The Ottumwa Courier reports that, by a 4-1 vote on Tuesday, the Ottumwa City Council agreed to purchase the building at a cost of $480,000, funds included in bond approvals earlier this summer. An adjacent clubhouse will also be included.

City Administrator Philip Rath and council member Marc Roe both indicated that the building could be crucial to downtown redevelopment, with Roe saying the city had previously “lost a grant that would completely completely re-imagine what downtown at the time will look like because we didn’t have control of that building.”

Rath also said Amtrak is interested in extending its waiting-room lease and improving the station platform, and is interested in having the city as a “secure partner, somebody they know is going to be stable, and not raising rent uncontrollably.”
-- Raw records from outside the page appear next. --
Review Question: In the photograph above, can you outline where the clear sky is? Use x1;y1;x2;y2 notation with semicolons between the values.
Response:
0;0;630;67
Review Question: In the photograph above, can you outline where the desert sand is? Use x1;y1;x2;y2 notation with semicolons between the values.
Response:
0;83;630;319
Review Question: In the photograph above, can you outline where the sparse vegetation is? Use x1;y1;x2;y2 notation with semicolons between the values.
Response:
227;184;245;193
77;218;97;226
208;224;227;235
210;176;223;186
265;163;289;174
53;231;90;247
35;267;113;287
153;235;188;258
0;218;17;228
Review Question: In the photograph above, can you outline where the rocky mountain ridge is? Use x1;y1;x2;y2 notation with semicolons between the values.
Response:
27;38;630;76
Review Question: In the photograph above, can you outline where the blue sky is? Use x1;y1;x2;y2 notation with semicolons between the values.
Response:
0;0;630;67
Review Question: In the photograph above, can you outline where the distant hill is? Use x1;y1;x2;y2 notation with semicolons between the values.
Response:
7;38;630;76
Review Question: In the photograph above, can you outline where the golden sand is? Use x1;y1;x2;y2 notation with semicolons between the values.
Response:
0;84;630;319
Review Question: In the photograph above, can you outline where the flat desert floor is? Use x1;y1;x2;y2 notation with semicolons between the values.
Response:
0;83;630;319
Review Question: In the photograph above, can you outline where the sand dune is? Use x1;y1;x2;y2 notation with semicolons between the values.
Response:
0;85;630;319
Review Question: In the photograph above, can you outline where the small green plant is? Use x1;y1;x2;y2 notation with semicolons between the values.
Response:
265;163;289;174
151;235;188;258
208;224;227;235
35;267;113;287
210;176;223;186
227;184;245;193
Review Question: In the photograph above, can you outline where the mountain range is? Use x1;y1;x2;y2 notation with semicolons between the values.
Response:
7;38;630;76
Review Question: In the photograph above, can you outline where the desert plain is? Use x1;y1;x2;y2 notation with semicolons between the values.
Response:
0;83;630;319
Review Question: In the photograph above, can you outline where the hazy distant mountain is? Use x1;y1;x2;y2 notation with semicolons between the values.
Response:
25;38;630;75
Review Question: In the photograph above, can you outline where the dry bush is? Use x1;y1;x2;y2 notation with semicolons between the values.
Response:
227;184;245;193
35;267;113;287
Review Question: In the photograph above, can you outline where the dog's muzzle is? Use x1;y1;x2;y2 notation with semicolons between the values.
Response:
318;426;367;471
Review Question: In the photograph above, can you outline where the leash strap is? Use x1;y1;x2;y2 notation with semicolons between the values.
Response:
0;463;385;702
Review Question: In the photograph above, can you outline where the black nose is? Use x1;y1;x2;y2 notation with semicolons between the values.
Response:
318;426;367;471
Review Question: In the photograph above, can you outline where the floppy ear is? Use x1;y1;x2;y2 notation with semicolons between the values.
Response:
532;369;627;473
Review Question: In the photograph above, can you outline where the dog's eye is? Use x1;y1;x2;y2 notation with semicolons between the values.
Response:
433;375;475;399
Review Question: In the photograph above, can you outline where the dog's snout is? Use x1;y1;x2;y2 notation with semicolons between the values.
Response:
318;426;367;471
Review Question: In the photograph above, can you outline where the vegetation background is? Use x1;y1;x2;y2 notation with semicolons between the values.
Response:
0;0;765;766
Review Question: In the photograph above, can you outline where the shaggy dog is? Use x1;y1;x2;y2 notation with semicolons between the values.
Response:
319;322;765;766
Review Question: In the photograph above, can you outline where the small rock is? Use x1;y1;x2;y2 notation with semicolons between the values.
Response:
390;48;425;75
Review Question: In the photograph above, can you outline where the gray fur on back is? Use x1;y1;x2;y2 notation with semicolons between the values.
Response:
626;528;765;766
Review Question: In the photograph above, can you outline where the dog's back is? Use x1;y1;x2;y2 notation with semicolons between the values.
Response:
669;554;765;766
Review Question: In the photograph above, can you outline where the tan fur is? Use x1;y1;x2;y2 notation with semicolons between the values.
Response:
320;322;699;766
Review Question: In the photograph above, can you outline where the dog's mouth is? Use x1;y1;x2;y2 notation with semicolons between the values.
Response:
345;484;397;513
According to Amtrak’s Great American Stations website, the limestone-faced structure, built by the Benson Construction Co. of Chicago for the Chicago, Burlington & Quincy, was dedicated in May 1951. Its waiting room is currently used by California Zephyr passengers; from 1988 to 2020, it also housed the Wapello County Historical Museum.

One thought on “Iowa city to purchase former CB&Q station

  1. The former CB&Q station in Ottumwa is in the International Style incorporating elongated rectangular stone masonry and large ceiling-to-floor windows on three sides of the waiting room on the east end of the building.
    I boarded the ”San Francisco Zephyr” (predecessor of Amtrak’s “California Zephyr”) on the way home for the Christmas Holiday from the University of Iowa in 1975. The train was crowded, late and a mess on board. The connection from Chicago was civil on the “Floridian” in contrast as I found solace travelling 1st class in a former Atlantic Coast Line 14/4 Pullman-Standard sleeping car with the classic octave corrugated stainless steel sidings identifying the P-S design.